Some municipalities, including Esquimalt, have put their bag-ban processes on hold while awaiting Victoria’s appeal of the court ruling. Saanich took a different route; it is now waiting for Environment Ministry permission to introduce a bag-ban bylaw that would take effect 60 days after the bylaw is passed.
As for the ministry, it says it got 35,000 replies — a huge response — when it asked the public for input. It plans moves that could include bans on several kinds of single-use packaging, expanding producer responsibility for recycling and changes to the bottle-deposit system. “The co-ordinated series of actions will be announced in the new year and will align with efforts of local and regional governments,” it said Monday.
Other players aren’t waiting for the courts and governments to sort themselves out: Sooke’s two grocery stores, Western Foods and Village Foods, got together and decided to drop plastics as of this Wednesday.
• The ferry gods giveth, and the ferry gods taketh away. Having just cut its 1.5 per cent fuel surcharge two weeks ago, B.C. Ferries will increase fares by an average of 2.3 per cent in April 2020.
The corporation points out that there have been no vehicle-fare hikes since April 2017 and no passenger-fare increases since 2016. In fact, fares on minor and northern routes were cut by 15 per cent in 2018.

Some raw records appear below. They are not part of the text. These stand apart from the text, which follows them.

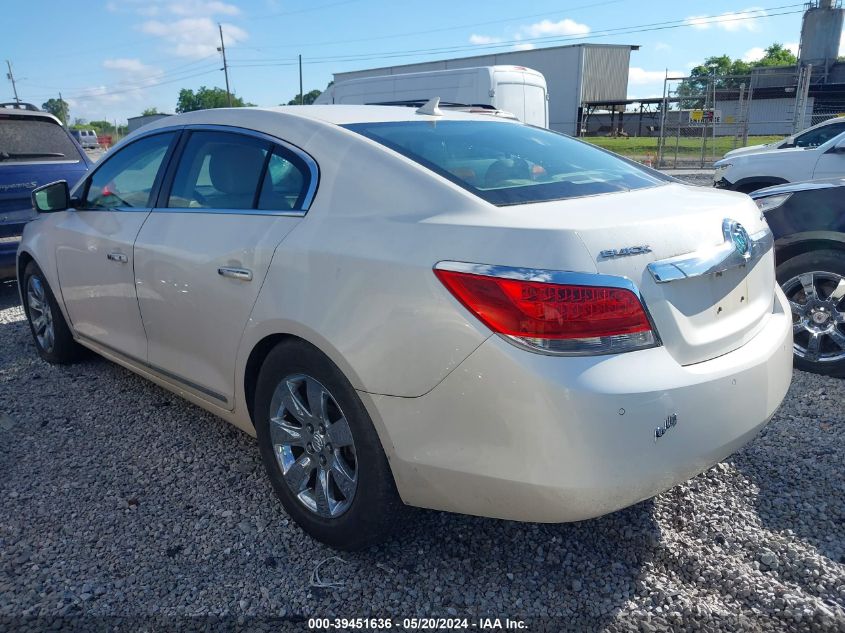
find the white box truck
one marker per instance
(516, 89)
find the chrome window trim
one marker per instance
(260, 212)
(717, 259)
(562, 277)
(43, 162)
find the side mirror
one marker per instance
(52, 197)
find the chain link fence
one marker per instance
(699, 119)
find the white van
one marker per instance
(516, 89)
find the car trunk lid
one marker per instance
(697, 317)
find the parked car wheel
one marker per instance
(321, 451)
(50, 331)
(814, 283)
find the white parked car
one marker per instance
(87, 138)
(454, 311)
(811, 137)
(751, 171)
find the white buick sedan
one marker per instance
(418, 307)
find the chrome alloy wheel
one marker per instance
(818, 323)
(313, 445)
(39, 313)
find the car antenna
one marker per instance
(431, 107)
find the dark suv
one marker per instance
(808, 222)
(35, 149)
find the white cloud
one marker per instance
(754, 54)
(202, 7)
(745, 20)
(188, 8)
(562, 27)
(194, 37)
(483, 39)
(130, 66)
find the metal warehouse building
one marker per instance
(574, 74)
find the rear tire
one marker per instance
(342, 494)
(814, 283)
(52, 336)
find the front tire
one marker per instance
(814, 283)
(321, 451)
(52, 336)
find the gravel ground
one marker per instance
(119, 500)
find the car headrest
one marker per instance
(235, 168)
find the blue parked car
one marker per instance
(35, 149)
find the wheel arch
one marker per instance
(261, 348)
(800, 243)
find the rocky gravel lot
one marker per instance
(122, 506)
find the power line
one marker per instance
(103, 91)
(297, 11)
(222, 50)
(750, 14)
(437, 30)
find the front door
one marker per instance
(202, 255)
(94, 255)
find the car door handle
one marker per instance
(244, 274)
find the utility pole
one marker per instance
(11, 77)
(62, 106)
(225, 68)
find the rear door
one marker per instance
(203, 253)
(94, 256)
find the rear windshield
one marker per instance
(510, 163)
(28, 140)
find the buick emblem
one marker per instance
(739, 236)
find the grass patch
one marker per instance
(638, 147)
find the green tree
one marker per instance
(310, 97)
(57, 107)
(727, 74)
(205, 99)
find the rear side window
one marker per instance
(510, 163)
(126, 179)
(219, 170)
(285, 183)
(819, 136)
(34, 140)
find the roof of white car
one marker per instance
(336, 114)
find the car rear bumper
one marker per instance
(523, 436)
(8, 254)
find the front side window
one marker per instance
(126, 179)
(219, 170)
(820, 136)
(510, 163)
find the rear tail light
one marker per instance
(554, 316)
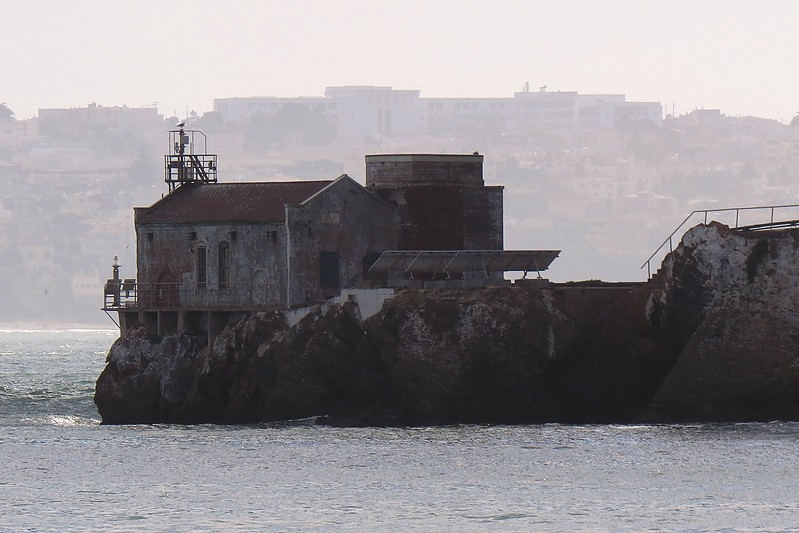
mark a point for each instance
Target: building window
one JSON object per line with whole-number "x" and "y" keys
{"x": 201, "y": 266}
{"x": 224, "y": 264}
{"x": 329, "y": 270}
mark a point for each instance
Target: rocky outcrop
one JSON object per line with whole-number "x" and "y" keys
{"x": 733, "y": 299}
{"x": 715, "y": 338}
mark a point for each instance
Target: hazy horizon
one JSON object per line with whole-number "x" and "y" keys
{"x": 181, "y": 55}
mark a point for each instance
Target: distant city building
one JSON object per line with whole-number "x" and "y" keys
{"x": 359, "y": 112}
{"x": 93, "y": 117}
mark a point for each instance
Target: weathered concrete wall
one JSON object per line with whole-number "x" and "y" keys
{"x": 344, "y": 218}
{"x": 442, "y": 200}
{"x": 167, "y": 254}
{"x": 482, "y": 218}
{"x": 399, "y": 170}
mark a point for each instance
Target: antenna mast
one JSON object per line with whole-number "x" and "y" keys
{"x": 188, "y": 160}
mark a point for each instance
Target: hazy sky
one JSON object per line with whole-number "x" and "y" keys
{"x": 735, "y": 55}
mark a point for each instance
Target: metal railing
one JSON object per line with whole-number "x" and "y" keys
{"x": 133, "y": 295}
{"x": 737, "y": 210}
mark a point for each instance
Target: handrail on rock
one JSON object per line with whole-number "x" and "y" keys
{"x": 737, "y": 211}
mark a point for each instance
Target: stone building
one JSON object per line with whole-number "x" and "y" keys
{"x": 210, "y": 252}
{"x": 234, "y": 246}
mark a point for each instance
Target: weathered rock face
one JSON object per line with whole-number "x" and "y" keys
{"x": 734, "y": 299}
{"x": 716, "y": 338}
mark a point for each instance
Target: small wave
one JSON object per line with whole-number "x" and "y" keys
{"x": 64, "y": 421}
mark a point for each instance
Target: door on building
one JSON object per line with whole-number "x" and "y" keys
{"x": 329, "y": 270}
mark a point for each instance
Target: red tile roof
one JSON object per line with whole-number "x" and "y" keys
{"x": 230, "y": 202}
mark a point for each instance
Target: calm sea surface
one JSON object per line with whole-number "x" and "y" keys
{"x": 61, "y": 471}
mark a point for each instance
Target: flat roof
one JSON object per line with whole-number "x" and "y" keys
{"x": 423, "y": 157}
{"x": 432, "y": 261}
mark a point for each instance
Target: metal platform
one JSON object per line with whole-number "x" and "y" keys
{"x": 448, "y": 262}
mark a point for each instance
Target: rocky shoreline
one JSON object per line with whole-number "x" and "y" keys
{"x": 714, "y": 338}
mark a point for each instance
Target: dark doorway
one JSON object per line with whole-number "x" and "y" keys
{"x": 329, "y": 270}
{"x": 202, "y": 272}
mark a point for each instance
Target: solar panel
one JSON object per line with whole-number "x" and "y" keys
{"x": 432, "y": 261}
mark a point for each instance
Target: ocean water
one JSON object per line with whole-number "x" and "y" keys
{"x": 62, "y": 471}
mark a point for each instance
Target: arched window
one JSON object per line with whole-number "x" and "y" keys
{"x": 224, "y": 264}
{"x": 201, "y": 265}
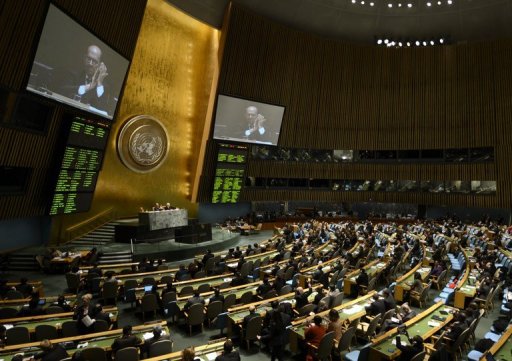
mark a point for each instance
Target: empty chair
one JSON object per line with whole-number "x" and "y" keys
{"x": 368, "y": 330}
{"x": 109, "y": 293}
{"x": 166, "y": 279}
{"x": 100, "y": 326}
{"x": 213, "y": 310}
{"x": 160, "y": 348}
{"x": 73, "y": 282}
{"x": 148, "y": 281}
{"x": 128, "y": 354}
{"x": 17, "y": 335}
{"x": 94, "y": 353}
{"x": 306, "y": 309}
{"x": 14, "y": 295}
{"x": 186, "y": 290}
{"x": 172, "y": 310}
{"x": 204, "y": 288}
{"x": 346, "y": 341}
{"x": 168, "y": 297}
{"x": 195, "y": 316}
{"x": 285, "y": 289}
{"x": 8, "y": 312}
{"x": 323, "y": 352}
{"x": 200, "y": 274}
{"x": 246, "y": 298}
{"x": 252, "y": 331}
{"x": 46, "y": 332}
{"x": 129, "y": 284}
{"x": 130, "y": 296}
{"x": 52, "y": 310}
{"x": 229, "y": 301}
{"x": 69, "y": 329}
{"x": 149, "y": 303}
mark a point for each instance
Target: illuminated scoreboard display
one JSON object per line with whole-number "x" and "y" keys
{"x": 79, "y": 167}
{"x": 229, "y": 173}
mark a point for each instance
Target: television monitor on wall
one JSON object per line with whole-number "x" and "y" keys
{"x": 74, "y": 67}
{"x": 248, "y": 121}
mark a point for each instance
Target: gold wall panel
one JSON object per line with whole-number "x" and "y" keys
{"x": 170, "y": 79}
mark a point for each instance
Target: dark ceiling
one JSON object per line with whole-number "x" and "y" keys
{"x": 463, "y": 20}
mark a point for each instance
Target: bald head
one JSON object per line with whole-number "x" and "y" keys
{"x": 92, "y": 59}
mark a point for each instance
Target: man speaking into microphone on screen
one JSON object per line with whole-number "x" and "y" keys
{"x": 256, "y": 125}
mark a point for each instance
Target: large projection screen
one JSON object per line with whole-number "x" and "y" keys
{"x": 248, "y": 121}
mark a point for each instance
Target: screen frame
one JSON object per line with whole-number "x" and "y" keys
{"x": 32, "y": 58}
{"x": 236, "y": 141}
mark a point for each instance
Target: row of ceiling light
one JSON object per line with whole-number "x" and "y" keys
{"x": 399, "y": 43}
{"x": 403, "y": 4}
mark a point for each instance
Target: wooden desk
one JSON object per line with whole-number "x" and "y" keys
{"x": 383, "y": 346}
{"x": 502, "y": 350}
{"x": 37, "y": 285}
{"x": 17, "y": 304}
{"x": 99, "y": 339}
{"x": 348, "y": 311}
{"x": 372, "y": 269}
{"x": 55, "y": 320}
{"x": 202, "y": 352}
{"x": 465, "y": 289}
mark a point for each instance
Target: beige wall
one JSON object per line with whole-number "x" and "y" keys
{"x": 170, "y": 78}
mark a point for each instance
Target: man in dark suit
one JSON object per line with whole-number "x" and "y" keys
{"x": 196, "y": 298}
{"x": 252, "y": 314}
{"x": 217, "y": 296}
{"x": 126, "y": 340}
{"x": 376, "y": 307}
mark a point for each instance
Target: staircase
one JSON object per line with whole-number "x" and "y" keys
{"x": 22, "y": 262}
{"x": 97, "y": 238}
{"x": 115, "y": 257}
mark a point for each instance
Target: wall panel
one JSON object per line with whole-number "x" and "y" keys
{"x": 347, "y": 96}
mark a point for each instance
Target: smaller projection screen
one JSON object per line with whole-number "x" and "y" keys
{"x": 74, "y": 67}
{"x": 247, "y": 121}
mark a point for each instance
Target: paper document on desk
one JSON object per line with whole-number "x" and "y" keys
{"x": 353, "y": 309}
{"x": 211, "y": 356}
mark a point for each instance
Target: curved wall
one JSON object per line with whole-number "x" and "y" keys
{"x": 346, "y": 96}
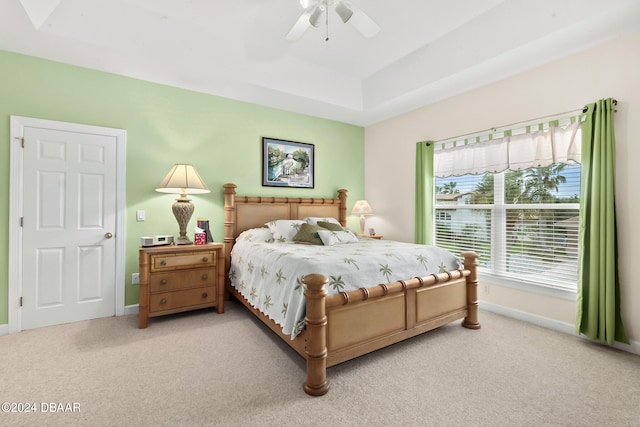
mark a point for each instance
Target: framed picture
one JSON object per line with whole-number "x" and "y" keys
{"x": 287, "y": 163}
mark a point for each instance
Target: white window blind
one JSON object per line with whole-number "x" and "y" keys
{"x": 522, "y": 221}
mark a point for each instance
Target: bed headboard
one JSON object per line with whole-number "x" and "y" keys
{"x": 243, "y": 212}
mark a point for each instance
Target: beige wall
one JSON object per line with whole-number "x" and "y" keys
{"x": 610, "y": 70}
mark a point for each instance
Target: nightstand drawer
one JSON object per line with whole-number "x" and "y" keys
{"x": 173, "y": 280}
{"x": 187, "y": 260}
{"x": 177, "y": 300}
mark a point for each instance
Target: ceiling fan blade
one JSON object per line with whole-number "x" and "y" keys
{"x": 303, "y": 22}
{"x": 363, "y": 23}
{"x": 299, "y": 27}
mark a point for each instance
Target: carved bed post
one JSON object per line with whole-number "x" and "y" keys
{"x": 471, "y": 264}
{"x": 316, "y": 343}
{"x": 342, "y": 212}
{"x": 229, "y": 227}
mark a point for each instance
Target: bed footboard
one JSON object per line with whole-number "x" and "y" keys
{"x": 350, "y": 324}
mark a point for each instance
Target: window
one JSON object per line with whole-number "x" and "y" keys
{"x": 524, "y": 224}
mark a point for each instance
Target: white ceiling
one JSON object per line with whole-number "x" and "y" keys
{"x": 426, "y": 50}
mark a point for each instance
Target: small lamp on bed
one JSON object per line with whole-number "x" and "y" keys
{"x": 183, "y": 179}
{"x": 362, "y": 208}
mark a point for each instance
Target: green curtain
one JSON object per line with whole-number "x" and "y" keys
{"x": 598, "y": 302}
{"x": 424, "y": 193}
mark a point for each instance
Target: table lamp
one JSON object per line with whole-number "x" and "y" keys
{"x": 183, "y": 179}
{"x": 362, "y": 208}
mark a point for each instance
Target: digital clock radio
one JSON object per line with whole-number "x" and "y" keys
{"x": 163, "y": 239}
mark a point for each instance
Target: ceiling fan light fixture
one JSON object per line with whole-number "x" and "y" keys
{"x": 343, "y": 11}
{"x": 314, "y": 19}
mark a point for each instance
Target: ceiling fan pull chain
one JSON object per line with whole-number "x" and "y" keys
{"x": 326, "y": 15}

• You’ll have to wait a couple of months to find out what’s happening to car insurance. After a 2019 that saw A) a 6.83 rate increase in April and B) way too many social-media images of blazing dumpsters, the province wants a clearer picture of the corporation’s finances before deciding what to do with premiums. It told ICBC to delay its rate application, which would usually be made to the B.C. Utilities Commission in mid-December, until February.
• The sales tax on vaping products jumps to 20 per cent from seven on Wednesday. More changes are expected in the spring: health warnings, restrictions on the amount of nicotine in vapour pods, and bans on vape-related ads in bus shelters, parks and other places young people hang out.
• The carbon tax will go up by a cent a litre or so on April 1, but so will climate action tax credits in July, rising to a maximum of $174 annually (that’s up by $19.50) for low-income adults and $51 for children (up $6.50).
• As of May 1, private businesses will have to list beneficial owners — that is, people who directly or indirectly control the business. Right now, the identity of such people is often hidden. The change is part of the fight against money-laundering and tax evasion.
• No rate changes are in the cards for Victoria transit users yet, though some bus riders in Campbell River and Port Alberni will see fares go down April 1.
• This spring will see the completion of the priority bus lane from the Burnside bridges south to Tolmie Avenue, where the bus-and-bike lane downtown ends.
• Spring is also when the province is supposed to unveil its long-awaited transportation plan for the south Island. The big question is whether it will come with funding and a timeline attached, or whether it will become just another of Victoria’s imaginary friends.